Reine Elisabeth : Park Jong-Hai rêveur, Sunwoo Yekwon enchanteur
MARTIN,SERGE;FLAMENT,XAVIER
mardi 25 mai 2010, 23:41
Finale : la soirée de mardi Park Jong-Hai a marqué le 3e concerto de Prokoviev de sa personnalité rêveuse mais qui manque encore de maturité. Sunwoo Yekwon a par contre agréablement surpris par sa technique et son interprétation désarmante. Par Xavier Flament et Serge Martin
Les rêveurs ont aussi leurs chances dans ce monde de gros bras. C’est la leçon que nous donnait le Coréen Park Jong-Hai, 20 ans, en ouverture de la soirée de mardi, au Concours Reine Elisabeth. Mais pour porter, cette personnalité que nous avions qualifiée de « suiveuse » aux demi-finales, a besoin d’être encadrée, que ce soit dans l’écriture ou l’effectif. Il lui faut un chef à la barre pour lui donner une direction et un cadre dans lequel se couler. C’est manifestement le cas dans « Target », l’imposé de Jeon Minje, et dans le troisième concerto de Prokofiev. On goûte alors avec plaisir un piano joliment timbré, chantant et jamais forcé, un sens du rythme très souple et une clarté d’exécution rarement prise en défaut. Et lorsque le mouvement le lui autorise, dans la cadence de Minje ou les cinq variations du second mouvement de son concerto, il peut laisser libre cours à son élégie. C’est encore vrai dans l’allegro final de sa sonate en la mineur de Schubert, parce qu’elle est de nature nettement beethovénienne et suffisamment architecturée. Mais dès qu’il est livré à lui-même dans l’insondable poésie schubertienne, il n’y a plus personne pour l’empêcher de succomber à son penchant naturel. Le piano reste beau, mais le mouvement se fige ; la mélancolie doucettement s’exténue dans des épanchements qui nous privent du sens des enchaînements harmoniques. Nous avions émis un
doute sur la maturité de Park. Le voilà ravivé par ce manque de direction et de simplicité, par un tour décoratif peu en rapport avec la profondeur véritable de l’œuvre.
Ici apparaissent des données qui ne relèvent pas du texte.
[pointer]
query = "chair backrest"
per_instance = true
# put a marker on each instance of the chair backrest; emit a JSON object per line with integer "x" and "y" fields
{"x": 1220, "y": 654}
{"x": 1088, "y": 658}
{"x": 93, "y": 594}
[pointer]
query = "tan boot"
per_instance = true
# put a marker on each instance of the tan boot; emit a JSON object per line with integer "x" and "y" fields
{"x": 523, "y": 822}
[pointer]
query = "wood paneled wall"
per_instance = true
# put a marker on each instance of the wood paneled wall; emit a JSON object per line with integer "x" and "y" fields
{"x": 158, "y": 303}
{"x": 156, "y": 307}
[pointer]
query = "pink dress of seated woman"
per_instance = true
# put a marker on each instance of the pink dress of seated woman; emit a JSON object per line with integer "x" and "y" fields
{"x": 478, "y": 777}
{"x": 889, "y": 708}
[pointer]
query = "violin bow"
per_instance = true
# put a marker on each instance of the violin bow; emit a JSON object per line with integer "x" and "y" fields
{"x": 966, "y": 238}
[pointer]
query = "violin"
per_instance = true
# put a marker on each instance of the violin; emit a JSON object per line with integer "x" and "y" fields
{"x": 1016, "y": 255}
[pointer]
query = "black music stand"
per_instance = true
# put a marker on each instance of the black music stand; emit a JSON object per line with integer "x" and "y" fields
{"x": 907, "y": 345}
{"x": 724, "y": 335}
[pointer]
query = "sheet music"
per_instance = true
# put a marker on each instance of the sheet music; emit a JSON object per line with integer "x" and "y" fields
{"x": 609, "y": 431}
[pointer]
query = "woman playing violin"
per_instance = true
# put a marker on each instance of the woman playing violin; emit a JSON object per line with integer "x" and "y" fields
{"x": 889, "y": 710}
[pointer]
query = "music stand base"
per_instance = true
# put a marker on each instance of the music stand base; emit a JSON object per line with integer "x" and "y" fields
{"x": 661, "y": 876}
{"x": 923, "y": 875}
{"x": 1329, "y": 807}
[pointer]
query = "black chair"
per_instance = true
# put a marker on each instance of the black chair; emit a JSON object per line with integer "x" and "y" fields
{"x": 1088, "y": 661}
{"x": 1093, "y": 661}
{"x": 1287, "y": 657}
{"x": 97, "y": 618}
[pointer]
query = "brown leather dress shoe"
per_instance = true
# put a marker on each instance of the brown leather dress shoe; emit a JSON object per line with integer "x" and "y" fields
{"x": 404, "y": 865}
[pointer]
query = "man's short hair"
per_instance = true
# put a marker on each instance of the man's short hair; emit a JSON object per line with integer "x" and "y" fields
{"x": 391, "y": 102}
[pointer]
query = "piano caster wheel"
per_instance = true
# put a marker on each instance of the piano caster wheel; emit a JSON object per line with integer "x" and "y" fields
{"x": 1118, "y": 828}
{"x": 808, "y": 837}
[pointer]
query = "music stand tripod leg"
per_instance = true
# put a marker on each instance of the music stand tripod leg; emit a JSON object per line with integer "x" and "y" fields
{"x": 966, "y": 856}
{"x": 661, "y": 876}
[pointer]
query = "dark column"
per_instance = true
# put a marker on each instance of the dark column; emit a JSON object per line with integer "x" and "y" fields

Sunwoo Yekwon crée une heureuse surprise
Jusqu’ici, Sunwoo Yekwon (Corée, 21 ans) nous avait laissé l’impression d’un formidable technicien, prompt à utiliser les potentialités de son instrument avec une force percussive parfois agaçante. Et soudain, voici que dans l’immense vaisseau de la salle Henry Le Boeuf, la sonorité s’épanouit, elle respire et anime le discours qui y gagne de la cohérence.
On a d’emblée la preuve avec une 24e sonate de Beethoven faussement désinvolte : une hésitation inquiète, un questionnement perturbateur ne cesse d’y heurter un débit « cantabile » hérité du bref « adagio » introductif. L’ « allegro vivace » peut alors prendre l’allure d’une chevauchée fantasque, toujours solidement maîtrisée.
Par contraste, les sonorités vont envahir « Target ». Accords cinglants, souplesse quasi reptilienne du traitement des polyphonies, la partition y trouve un nerf et une verve inconnus jusqu’ici, la force motrice du piano contrastant avec les suggestions multicolores de l’orchestre.
Le redoutable 3e concerto de Rachmaninov dont Sunwoo détaille la sublime mélodie d’entrée avec franchise et netteté clôture triomphalement la prestation. C’est que, derrière cet évident souci mélodique se cachent une pureté qui refuse les affadissements, une volubilité naturelle qui nie l’exubérance inutile. Si la puissance domptée de la sonorité tient tête aux grands éclats des tutti, le piano devient à la fois opposant et complice de l’orchestre comme le montrera la générosité convaincante de l’adagio et la maîtrise des ultimes assauts d’un finale rayonnant dans sa conviction désarmante.